Jumat, 30 Oktober 2020

Kisah Kakak, Dua Minggu Di Ranu Pane

 *** Ini Tulisan Kakak sendiri. 


Berhubung belum ada kisah perjalananku terbaru, aku memutuskan untuk menulis pengalaman dan cerita-cerita  lama sebelum mereka menghilang sepenuhnya dari ingatanku.

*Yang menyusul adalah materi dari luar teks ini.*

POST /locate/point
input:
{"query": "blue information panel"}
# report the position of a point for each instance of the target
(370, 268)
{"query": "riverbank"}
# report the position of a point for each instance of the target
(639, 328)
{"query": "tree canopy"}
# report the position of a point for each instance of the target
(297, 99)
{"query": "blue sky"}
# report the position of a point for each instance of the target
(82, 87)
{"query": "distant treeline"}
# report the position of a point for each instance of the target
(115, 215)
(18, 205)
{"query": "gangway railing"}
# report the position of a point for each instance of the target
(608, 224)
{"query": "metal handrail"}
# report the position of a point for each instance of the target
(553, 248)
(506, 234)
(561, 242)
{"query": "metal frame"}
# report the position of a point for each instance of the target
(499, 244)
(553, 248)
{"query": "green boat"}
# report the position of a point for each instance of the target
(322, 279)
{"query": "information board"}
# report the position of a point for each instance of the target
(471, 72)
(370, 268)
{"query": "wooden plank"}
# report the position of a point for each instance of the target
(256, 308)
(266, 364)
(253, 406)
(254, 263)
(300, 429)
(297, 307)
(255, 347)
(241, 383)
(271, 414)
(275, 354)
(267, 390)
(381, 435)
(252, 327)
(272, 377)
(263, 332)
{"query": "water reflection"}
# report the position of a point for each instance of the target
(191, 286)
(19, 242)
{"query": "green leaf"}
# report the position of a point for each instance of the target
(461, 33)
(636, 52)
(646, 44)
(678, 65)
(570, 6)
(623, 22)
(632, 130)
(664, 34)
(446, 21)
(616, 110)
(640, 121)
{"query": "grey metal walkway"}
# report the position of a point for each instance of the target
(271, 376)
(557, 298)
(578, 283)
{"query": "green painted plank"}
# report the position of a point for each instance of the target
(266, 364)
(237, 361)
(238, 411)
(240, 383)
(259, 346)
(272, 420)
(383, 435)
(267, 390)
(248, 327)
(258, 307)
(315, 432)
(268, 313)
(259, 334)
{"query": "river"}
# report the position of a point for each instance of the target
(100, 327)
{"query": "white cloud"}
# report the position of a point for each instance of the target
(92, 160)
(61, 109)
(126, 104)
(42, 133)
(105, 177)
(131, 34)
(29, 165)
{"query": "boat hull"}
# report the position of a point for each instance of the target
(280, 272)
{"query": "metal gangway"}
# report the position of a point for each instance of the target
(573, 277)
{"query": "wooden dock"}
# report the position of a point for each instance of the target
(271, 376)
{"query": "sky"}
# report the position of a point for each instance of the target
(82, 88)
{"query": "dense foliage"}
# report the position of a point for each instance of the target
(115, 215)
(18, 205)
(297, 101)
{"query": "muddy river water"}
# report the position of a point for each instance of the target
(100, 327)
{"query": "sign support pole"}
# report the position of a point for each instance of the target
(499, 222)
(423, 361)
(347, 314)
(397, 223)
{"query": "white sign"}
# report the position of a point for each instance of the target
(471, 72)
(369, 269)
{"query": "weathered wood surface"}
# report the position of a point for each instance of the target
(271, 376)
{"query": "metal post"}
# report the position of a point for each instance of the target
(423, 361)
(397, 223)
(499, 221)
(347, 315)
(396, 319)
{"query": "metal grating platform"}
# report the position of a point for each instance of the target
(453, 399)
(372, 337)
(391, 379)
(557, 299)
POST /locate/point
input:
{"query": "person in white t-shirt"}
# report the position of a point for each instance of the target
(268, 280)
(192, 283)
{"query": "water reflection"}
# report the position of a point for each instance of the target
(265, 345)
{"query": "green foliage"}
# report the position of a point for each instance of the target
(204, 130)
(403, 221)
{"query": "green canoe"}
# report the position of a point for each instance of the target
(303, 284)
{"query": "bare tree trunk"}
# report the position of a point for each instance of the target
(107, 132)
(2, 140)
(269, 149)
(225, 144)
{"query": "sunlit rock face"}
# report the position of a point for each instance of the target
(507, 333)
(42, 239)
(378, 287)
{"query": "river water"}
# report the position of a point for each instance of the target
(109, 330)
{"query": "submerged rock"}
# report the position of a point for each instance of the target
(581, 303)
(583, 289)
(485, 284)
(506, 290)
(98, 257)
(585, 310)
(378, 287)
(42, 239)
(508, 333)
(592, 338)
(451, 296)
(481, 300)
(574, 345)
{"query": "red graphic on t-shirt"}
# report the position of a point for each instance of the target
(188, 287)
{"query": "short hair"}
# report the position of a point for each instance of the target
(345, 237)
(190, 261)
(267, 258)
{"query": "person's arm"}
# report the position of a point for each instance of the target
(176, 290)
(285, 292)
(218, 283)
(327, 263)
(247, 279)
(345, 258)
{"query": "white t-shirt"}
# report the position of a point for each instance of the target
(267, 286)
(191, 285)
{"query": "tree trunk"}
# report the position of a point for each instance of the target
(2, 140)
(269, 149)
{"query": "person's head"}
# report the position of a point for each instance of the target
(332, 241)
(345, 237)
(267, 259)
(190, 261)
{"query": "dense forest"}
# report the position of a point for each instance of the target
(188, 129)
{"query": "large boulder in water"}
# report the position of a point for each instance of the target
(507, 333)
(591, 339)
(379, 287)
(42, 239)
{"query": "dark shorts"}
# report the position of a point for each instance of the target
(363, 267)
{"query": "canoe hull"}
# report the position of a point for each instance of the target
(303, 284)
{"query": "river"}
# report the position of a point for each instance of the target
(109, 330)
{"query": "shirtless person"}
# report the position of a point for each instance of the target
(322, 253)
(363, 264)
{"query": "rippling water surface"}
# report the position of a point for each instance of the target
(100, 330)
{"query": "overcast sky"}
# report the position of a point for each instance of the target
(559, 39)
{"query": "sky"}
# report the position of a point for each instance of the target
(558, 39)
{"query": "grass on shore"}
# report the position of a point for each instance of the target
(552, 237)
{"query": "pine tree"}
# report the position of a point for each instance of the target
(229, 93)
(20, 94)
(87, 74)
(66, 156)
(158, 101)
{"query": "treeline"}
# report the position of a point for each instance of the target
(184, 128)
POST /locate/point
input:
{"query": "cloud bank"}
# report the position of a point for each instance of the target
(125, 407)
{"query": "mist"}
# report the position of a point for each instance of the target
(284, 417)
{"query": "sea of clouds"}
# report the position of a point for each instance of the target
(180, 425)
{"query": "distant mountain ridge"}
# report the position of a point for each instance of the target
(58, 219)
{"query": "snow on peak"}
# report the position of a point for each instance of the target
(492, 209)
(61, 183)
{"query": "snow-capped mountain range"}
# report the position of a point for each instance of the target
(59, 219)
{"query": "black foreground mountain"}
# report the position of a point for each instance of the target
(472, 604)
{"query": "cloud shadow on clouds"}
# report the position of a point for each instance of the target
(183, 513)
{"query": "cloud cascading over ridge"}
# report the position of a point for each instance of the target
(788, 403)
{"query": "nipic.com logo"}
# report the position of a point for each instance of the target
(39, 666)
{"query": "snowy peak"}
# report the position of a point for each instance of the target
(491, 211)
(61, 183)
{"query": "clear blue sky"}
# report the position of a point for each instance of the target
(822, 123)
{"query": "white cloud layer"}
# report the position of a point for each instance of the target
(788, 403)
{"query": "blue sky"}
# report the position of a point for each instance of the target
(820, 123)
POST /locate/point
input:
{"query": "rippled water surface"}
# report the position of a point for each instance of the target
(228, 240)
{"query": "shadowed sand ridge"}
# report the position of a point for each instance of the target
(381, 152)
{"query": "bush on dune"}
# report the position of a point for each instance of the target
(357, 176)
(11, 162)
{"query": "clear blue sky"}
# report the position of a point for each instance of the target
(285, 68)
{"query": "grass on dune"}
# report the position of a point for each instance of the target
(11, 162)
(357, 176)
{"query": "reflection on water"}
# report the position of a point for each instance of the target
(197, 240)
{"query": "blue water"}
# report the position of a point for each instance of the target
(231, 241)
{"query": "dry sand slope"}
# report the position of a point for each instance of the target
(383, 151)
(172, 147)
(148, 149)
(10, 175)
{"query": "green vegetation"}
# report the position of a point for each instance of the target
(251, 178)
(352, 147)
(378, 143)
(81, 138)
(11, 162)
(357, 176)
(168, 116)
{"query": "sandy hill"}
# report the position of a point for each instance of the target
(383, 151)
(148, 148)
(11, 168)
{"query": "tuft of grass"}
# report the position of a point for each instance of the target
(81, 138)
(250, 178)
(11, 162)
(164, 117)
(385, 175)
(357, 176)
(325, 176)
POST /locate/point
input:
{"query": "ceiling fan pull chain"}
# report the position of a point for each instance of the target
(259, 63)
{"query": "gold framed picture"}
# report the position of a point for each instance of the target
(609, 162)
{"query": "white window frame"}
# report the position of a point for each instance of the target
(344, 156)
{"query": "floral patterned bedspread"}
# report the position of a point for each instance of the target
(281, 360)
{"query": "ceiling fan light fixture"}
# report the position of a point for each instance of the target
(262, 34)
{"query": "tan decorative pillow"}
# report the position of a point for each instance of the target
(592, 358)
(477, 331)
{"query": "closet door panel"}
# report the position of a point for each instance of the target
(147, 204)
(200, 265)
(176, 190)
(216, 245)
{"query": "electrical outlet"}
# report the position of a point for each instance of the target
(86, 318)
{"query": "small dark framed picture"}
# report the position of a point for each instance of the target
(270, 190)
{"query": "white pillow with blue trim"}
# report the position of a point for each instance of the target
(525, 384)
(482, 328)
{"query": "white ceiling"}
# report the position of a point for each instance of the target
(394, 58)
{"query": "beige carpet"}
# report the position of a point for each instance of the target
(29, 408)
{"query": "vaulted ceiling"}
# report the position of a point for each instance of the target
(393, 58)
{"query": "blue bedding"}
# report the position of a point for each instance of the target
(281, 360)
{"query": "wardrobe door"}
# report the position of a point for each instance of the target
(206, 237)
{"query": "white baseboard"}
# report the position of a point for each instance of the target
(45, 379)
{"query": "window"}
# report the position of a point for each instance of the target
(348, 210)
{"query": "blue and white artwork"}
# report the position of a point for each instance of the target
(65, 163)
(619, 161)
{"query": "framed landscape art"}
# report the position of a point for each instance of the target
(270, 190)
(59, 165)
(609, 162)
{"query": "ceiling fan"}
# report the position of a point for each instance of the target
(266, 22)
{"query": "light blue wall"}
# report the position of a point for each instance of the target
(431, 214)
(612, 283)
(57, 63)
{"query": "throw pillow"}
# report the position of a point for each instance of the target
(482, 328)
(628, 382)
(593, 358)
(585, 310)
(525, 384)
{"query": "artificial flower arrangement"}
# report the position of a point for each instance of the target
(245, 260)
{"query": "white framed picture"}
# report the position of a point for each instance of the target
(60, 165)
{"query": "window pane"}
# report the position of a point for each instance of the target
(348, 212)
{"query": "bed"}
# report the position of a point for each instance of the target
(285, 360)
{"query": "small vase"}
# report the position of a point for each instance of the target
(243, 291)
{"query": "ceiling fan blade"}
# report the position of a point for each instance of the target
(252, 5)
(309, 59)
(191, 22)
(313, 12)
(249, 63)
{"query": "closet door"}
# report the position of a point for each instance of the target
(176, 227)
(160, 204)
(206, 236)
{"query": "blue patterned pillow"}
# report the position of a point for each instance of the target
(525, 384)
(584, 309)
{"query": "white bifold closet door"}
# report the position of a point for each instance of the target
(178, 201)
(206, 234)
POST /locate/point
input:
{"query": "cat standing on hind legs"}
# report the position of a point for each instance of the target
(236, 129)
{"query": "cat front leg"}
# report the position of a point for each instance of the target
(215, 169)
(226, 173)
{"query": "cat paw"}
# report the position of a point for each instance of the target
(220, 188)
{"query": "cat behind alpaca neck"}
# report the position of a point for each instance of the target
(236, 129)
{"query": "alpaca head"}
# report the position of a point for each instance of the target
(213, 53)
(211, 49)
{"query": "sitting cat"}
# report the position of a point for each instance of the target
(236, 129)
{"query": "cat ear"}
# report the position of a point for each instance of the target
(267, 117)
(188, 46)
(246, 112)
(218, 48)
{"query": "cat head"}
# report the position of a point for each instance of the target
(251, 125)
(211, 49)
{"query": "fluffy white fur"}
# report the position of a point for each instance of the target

Kali ini aku akan throwback ke tahun 2015 silam. Waktu itu bulan Agustus, aku kedatangan rombongan dari Semarang yang ingin ke Ranu Kumbolo. Mereka adalah Mbak Visi, Valen dan Riko,  teman-teman yang kukenal dari Instagram tetapi sudah seperti teman dekat yang berteman lama. Dan yang ikut berangkat dari Malang ada aku sendiri, Dodo, Obam, Andhi, Lando, Tama, Resti dan Sifa juga ada Mba Ni dari Surabaya. Total rombongan waktu itu 12 orang dan kalau tidak salah ingat kami berangkat beberapa hari sebelum 17 Agustusan. Ini termasuk rombongan terbanyakku sepanjang sejarah pendakian yang pernah aku lakukan.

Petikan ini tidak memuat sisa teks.